Integration flow instructions
Card tokenization consists of the following steps:
- Generate one-time charge token using card details
- Generate card token using the one-time charge token
- Generate one-time charge token using saved card token
- Make the actual charge using the one-time charge token
- Verify transaction and set webhook (optional)

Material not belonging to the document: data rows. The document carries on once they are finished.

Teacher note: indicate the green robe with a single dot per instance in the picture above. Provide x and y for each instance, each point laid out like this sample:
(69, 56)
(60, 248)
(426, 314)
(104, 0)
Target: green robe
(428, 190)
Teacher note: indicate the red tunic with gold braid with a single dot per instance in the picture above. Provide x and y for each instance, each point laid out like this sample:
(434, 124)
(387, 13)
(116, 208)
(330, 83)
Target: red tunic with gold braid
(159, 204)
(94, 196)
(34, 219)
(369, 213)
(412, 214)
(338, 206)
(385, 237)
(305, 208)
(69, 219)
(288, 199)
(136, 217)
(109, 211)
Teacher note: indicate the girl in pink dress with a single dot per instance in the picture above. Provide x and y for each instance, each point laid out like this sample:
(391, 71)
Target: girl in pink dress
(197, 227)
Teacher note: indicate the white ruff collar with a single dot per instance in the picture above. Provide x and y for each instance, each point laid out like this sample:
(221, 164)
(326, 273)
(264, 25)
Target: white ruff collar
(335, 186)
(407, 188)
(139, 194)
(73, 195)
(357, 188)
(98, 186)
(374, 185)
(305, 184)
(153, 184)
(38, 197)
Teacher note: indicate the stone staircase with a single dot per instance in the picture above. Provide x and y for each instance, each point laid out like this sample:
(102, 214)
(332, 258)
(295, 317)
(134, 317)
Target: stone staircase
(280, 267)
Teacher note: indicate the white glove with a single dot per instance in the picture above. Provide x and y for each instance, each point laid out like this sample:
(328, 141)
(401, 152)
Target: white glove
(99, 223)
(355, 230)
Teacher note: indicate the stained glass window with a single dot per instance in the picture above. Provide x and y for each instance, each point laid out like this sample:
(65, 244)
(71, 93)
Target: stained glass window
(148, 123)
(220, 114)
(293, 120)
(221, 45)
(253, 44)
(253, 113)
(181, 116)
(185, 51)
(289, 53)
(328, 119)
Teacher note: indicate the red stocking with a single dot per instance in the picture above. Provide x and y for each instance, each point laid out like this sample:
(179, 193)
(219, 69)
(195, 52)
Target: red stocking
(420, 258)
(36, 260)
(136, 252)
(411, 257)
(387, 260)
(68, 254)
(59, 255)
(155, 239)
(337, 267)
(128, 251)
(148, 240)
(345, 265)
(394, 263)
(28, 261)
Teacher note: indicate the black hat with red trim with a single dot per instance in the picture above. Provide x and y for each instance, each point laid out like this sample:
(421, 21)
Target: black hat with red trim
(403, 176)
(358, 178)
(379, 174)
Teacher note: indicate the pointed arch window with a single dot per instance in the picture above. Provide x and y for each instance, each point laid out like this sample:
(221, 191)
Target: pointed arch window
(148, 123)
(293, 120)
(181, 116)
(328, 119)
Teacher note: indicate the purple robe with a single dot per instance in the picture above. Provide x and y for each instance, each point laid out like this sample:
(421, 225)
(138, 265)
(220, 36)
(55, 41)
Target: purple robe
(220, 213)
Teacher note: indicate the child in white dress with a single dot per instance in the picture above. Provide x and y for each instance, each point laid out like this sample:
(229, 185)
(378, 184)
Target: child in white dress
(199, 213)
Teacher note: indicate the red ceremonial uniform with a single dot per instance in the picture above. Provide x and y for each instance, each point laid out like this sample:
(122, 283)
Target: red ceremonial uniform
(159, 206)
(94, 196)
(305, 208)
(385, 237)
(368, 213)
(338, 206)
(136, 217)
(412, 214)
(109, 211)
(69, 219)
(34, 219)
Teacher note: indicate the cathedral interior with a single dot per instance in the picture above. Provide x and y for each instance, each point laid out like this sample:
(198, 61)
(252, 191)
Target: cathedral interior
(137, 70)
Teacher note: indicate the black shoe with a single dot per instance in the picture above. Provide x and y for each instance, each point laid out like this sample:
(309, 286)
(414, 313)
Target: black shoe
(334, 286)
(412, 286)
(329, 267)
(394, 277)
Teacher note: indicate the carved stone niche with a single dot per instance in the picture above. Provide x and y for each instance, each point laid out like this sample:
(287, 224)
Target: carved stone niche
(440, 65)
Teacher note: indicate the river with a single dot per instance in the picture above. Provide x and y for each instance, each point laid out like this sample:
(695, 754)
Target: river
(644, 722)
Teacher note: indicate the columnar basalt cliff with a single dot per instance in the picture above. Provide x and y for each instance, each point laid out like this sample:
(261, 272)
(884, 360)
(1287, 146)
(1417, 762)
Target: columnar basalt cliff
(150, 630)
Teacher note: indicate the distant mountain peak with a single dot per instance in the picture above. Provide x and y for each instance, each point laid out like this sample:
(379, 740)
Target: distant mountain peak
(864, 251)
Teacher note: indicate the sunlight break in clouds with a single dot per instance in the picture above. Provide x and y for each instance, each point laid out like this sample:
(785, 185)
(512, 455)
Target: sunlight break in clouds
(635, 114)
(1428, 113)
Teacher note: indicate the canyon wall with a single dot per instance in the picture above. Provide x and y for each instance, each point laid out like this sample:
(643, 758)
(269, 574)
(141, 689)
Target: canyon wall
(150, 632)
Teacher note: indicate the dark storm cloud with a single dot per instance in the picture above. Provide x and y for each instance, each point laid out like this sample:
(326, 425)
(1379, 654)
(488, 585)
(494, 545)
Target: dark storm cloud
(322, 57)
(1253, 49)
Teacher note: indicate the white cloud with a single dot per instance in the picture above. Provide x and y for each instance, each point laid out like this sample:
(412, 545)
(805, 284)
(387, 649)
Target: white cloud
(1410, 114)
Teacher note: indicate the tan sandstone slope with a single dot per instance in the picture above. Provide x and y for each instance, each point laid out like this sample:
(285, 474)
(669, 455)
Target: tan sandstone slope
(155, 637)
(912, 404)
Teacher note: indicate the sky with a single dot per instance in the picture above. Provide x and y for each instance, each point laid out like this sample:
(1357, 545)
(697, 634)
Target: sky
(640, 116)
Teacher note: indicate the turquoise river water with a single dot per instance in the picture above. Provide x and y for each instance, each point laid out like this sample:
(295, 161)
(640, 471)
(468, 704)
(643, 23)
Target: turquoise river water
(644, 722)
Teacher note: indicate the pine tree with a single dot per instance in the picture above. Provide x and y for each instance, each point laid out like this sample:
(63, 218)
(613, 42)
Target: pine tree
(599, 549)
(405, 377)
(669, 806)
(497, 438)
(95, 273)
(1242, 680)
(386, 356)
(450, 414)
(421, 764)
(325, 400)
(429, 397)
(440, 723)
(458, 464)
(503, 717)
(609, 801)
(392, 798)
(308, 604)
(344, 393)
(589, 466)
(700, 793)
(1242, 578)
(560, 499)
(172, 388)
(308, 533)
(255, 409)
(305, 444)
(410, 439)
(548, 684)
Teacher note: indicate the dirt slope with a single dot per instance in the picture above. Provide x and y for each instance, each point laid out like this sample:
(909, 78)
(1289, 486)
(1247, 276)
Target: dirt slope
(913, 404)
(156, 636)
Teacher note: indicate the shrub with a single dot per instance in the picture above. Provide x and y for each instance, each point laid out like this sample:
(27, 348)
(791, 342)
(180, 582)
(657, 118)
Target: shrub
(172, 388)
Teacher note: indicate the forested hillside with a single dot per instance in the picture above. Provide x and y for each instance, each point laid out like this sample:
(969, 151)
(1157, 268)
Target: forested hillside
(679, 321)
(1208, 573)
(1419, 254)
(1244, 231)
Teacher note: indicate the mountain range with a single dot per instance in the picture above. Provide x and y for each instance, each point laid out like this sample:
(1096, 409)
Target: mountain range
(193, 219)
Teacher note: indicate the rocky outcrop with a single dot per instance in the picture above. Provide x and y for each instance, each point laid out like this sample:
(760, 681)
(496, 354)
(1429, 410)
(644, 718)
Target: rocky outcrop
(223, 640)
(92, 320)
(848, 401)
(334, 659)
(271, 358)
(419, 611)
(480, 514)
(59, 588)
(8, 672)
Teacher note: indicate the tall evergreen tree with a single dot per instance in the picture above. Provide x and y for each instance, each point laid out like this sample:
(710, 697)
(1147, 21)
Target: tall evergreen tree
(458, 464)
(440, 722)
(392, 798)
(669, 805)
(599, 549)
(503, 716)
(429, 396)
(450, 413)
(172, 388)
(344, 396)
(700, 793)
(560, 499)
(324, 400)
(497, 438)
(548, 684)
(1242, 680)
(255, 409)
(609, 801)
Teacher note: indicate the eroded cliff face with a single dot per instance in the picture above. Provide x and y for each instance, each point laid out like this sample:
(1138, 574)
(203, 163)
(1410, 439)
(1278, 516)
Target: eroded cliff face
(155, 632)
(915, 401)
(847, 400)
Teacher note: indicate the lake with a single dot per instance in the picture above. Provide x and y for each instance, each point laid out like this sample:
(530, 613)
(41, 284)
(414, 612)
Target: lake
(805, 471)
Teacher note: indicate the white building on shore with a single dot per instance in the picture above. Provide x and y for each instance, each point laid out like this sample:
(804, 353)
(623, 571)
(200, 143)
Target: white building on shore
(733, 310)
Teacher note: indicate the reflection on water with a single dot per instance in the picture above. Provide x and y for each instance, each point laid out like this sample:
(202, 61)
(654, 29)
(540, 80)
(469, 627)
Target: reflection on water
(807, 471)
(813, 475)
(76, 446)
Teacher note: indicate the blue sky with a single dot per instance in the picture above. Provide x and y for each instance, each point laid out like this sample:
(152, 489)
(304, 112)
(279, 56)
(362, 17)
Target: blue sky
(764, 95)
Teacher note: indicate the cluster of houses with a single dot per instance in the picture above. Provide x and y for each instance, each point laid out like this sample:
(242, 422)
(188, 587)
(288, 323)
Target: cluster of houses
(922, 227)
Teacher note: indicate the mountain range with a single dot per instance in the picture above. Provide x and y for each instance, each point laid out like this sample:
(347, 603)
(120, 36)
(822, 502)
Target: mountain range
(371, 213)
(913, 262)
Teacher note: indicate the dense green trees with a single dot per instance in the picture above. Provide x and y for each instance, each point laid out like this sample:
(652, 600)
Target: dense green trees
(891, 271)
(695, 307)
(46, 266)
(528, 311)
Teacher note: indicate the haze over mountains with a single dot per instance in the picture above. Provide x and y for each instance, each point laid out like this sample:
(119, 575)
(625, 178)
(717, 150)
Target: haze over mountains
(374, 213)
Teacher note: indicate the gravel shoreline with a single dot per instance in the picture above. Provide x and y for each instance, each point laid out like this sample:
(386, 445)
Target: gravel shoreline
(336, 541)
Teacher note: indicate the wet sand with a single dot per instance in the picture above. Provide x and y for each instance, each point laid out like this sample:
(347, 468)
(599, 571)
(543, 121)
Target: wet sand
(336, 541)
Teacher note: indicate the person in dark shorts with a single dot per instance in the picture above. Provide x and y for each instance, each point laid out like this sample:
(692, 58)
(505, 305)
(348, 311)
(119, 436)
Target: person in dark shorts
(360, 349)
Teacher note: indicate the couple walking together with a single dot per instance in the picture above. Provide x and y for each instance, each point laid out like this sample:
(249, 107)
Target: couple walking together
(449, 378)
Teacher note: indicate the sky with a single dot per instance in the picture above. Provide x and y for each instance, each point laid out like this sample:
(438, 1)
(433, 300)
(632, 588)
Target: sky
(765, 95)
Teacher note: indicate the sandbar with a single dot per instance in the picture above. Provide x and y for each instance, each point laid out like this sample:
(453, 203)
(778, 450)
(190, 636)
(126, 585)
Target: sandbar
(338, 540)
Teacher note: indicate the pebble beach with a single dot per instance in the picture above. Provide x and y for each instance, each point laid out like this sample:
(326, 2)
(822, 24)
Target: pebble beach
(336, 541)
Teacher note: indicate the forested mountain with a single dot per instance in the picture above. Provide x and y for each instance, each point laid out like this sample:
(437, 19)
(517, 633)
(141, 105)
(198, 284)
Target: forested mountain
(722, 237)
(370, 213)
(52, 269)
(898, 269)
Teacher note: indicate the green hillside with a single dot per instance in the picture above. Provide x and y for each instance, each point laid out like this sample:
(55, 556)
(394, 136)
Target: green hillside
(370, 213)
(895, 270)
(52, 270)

Step 1: Generate one-time charge token using card details
Follow steps 1, 2, 3 and 4 in our Native Checkout v2 integration guide to generate the initial charge token. 3DS authentication must have been successful otherwise the PaymentsCardHolderAuthenticationInvalidStatus
error will be returned in the response.
Step 2: Generate card token using the one-time charge token
You can generate and then save the card token for future transactions by using the following call:
/acquiring/v1/cards/tokens?chargetoken={chargetoken}
Request example
curl -X GET \
'https://demo-api.vivapayments.com/acquiring/v1/cards/tokens?chargetoken=ctok__pEfMPKCt-FHnN0vS3T23Gz1aDk' \
-H 'Authorization: Bearer [access token]' \
-H 'Content-Type: application/json'
Response example
{
"token": "05FB1A1EBF41440FDF88A359C46645B6D1EE3EF5"
}
Property | Description |
---|---|
token | This is a random, unique string that represents a card’s details. It is unique per card and can be traded for a chargeToken. |
Step 3: Generate one-time charge token using saved card token
Each time you want to charge a card you would generate a new charge token from the card token:
/acquiring/v1/cards/chargetokens?token={cardtoken}
Request example
curl -X GET \
'https://demo-api.vivapayments.com/acquiring/v1/cards/chargetokens?token=2188A74B6BB8DE0D5671886B5385125121CAE870' \
-H 'Authorization: Bearer [access token]' \
-H 'Content-Type: application/json'
Response example
{
"chargeToken": "ctok_17wzXgZFCziELn22JzFm_g_0V74"
}
Step 4: Make the actual charge using the one-time charge token
With the one-time charge token created at the end of step 1 or step 3, above, a charge, can be created. This will transfer the amount from the card to your wallet:
/nativecheckout/v2/transactions
Sample request
Tip: The below call cannot be made through a browser. Use a backend channel instead.
curl -X POST \
https://demo-api.vivapayments.com/nativecheckout/v2/transactions \
-H 'Authorization: Bearer [access token]' \
-H 'Content-Type: application/json' \
-d '{
"amount": 100,
"tipAmount": 50, //optional
"preauth": false,
"sourceCode": "[4-digit code of your payment source]",
"chargeToken": "[charge token]",
"installments": 1,
"merchantTrns": "Merchant transaction reference",
"customerTrns": "Description that the customer sees",
"currencyCode": 826,
"customer": {
"email": "native@vivawallet.com",
"phone": "442037347770",
"fullname": "John Smith",
"requestLang": "en",
"countryCode": "GB"
}
}'
currencyCode
is an ISO 4217 code. It should be set to the same currency as your Viva Wallet account. In the example above, the currency is GBP. If registered your account in a Eurozone country, it would be EUR with a code of 978.
requestLang
and countryCode
should be set appropriately for the customer’s language and country.
Response example
If the cardholder’s authentication was successful and all other requirements meet (e.g. account has enough balance etc.) then you should receive a response containing the charge’s transactionId
:
{
"transactionId": "1549bffb-f82d-4f43-9c07-0818cdcdb2c4"
}
Step 5: Verify transaction and set webhook (optional)
You can make a call to Retrieve transactions in order to verify the status of a payment. To get automatic notifications you can make use of our webhooks functionality.